- Baarsdorpermeer Location in the Netherlands Baarsdorpermeer Location in the province of North Holland in the Netherlands
- Coordinates: 52°40′N 5°0′E﻿ / ﻿52.667°N 5.000°E
- Country: Netherlands
- Province: North Holland
- Municipality: Koggenland
- Village: Zuidermeer
- Elevation: −3.3 m (−11 ft)

Population (2025)
- • Total: 130
- Time zone: UTC+1 (CET)
- • Summer (DST): UTC+2 (CEST)
- Postcode: 1652
- Area code: 0229

= Baarsdorpermeer =

Baarsdorpermeer is a hamlet and polder in the municipality of Koggenland in the province of North Holland in the Netherlands.

The hamlet is named after the water, which itself would have been named after an older place called Baarsdorp, which was first attested in 1345 as Barsdorp. This would probably have been a compound of the Middle Dutch Baer (a personal name) and dorp ('village'). The current place was mentioned in 1745 as Baersdorpermeer, which itself is a compound of Baersdorp and meer ('lake').

The hamlet formally falls under the village of Zuidermeer. The place is located in the extension of that village and continues to Lekermeer. It is located in the Baarsdorpmeerpolder and just west of the city of Hoorn. Until 1 January 1979 Baarsdorpermeer fell under the city and municipality of Berkhout. From 1979 to 2007 it belonged to the municipality of Wester-Koggenland, into which the municipality of Berkhout was merged.

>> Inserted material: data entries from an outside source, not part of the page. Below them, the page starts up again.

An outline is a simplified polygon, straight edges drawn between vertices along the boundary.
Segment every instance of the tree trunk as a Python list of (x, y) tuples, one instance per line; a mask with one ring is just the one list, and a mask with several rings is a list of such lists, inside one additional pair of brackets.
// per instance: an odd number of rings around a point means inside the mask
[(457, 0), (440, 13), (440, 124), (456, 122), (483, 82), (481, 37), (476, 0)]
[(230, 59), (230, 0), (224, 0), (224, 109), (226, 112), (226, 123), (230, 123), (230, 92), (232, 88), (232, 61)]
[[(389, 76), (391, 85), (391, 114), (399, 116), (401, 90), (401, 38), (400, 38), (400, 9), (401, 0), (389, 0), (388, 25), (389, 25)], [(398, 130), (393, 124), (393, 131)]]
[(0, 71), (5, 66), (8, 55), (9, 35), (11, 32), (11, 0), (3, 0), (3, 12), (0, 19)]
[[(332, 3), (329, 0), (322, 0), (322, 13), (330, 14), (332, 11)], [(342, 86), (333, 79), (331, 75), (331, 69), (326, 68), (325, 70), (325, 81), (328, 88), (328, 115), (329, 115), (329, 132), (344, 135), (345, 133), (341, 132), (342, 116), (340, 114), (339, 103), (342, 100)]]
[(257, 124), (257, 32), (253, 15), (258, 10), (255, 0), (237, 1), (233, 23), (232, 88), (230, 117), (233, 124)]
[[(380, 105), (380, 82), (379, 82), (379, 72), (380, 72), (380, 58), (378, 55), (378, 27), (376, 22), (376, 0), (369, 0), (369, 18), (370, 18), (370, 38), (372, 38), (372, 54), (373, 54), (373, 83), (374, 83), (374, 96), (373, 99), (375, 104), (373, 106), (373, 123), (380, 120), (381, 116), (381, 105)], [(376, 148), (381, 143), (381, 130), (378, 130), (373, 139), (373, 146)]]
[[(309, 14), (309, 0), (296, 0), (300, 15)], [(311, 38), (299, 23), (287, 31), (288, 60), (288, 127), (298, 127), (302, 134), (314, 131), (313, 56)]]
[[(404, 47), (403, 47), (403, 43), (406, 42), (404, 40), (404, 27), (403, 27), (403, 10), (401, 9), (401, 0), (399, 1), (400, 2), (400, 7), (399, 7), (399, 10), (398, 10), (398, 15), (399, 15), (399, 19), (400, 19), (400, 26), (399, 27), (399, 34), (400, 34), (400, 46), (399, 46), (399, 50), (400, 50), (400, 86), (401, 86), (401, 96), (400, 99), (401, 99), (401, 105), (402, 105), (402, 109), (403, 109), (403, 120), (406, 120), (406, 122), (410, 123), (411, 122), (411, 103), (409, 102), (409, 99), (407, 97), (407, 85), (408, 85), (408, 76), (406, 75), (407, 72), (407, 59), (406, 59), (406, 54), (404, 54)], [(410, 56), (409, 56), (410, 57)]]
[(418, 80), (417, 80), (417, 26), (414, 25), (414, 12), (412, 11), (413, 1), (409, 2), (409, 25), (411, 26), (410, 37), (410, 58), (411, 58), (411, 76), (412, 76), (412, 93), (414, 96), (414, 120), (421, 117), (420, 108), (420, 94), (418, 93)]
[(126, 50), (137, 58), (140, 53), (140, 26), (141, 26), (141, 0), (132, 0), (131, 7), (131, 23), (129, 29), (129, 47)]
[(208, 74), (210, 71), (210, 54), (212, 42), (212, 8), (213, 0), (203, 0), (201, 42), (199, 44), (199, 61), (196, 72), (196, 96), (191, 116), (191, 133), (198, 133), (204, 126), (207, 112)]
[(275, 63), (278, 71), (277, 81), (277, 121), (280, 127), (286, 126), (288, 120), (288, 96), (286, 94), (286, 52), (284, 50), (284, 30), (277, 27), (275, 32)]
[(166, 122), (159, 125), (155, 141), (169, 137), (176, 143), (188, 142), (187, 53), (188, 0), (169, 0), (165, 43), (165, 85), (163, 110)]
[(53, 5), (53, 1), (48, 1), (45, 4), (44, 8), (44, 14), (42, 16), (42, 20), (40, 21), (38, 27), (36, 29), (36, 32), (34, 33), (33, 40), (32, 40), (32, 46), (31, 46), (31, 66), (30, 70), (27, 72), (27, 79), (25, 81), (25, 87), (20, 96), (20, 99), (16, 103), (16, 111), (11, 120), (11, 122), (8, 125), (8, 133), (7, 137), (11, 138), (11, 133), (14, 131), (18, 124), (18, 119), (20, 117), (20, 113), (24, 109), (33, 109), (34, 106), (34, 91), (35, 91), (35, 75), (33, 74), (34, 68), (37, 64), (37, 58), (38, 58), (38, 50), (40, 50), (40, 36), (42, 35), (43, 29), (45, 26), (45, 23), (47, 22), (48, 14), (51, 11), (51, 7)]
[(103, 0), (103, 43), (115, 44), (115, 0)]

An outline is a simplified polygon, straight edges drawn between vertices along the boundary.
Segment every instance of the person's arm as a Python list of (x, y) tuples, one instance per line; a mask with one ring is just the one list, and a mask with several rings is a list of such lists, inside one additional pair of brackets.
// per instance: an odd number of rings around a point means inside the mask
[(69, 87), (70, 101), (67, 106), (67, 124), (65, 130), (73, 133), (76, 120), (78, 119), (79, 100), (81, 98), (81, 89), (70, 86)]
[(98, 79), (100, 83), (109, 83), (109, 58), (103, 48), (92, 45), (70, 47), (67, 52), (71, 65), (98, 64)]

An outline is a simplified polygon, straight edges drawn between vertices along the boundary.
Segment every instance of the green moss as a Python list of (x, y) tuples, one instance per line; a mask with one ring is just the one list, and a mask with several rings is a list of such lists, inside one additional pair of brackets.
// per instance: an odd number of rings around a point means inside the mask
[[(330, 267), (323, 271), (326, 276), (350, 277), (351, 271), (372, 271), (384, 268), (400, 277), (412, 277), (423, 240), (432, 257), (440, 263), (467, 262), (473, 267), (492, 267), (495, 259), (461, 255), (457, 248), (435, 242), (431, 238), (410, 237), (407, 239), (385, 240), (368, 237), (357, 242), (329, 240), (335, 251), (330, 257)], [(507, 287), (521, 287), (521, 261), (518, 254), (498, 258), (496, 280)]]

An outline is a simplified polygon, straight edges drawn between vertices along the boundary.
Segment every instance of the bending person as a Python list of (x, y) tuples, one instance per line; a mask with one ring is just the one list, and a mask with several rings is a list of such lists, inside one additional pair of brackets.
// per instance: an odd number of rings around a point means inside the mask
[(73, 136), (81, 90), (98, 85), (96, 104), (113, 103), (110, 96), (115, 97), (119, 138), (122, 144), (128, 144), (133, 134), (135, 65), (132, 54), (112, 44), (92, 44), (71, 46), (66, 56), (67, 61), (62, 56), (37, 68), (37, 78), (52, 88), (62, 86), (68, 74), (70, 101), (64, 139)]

Baarsdorpermeer falls almost entirely within the village area of Zuidermeer. Until the 1980s, that was a quarter of the place. This is also where most of the houses are found. As one travels further from the village centre, one also encounters more agricultural habitation. Baarsdorpermeer has one side road, which also dead ends at an agricultural company.

The water of De Kromme Leek starts at Baarsdorpermeer and continues to Medemblik. This water was an important drainage water before the exploitation of the peat area from the early Middle Ages and also after the exploitation. At the area border with Lekermeer and Wognum, the area still has the old typical type of local allotment. Further on, the winding course has been preserved as much as possible during the centuries-later land consolidation.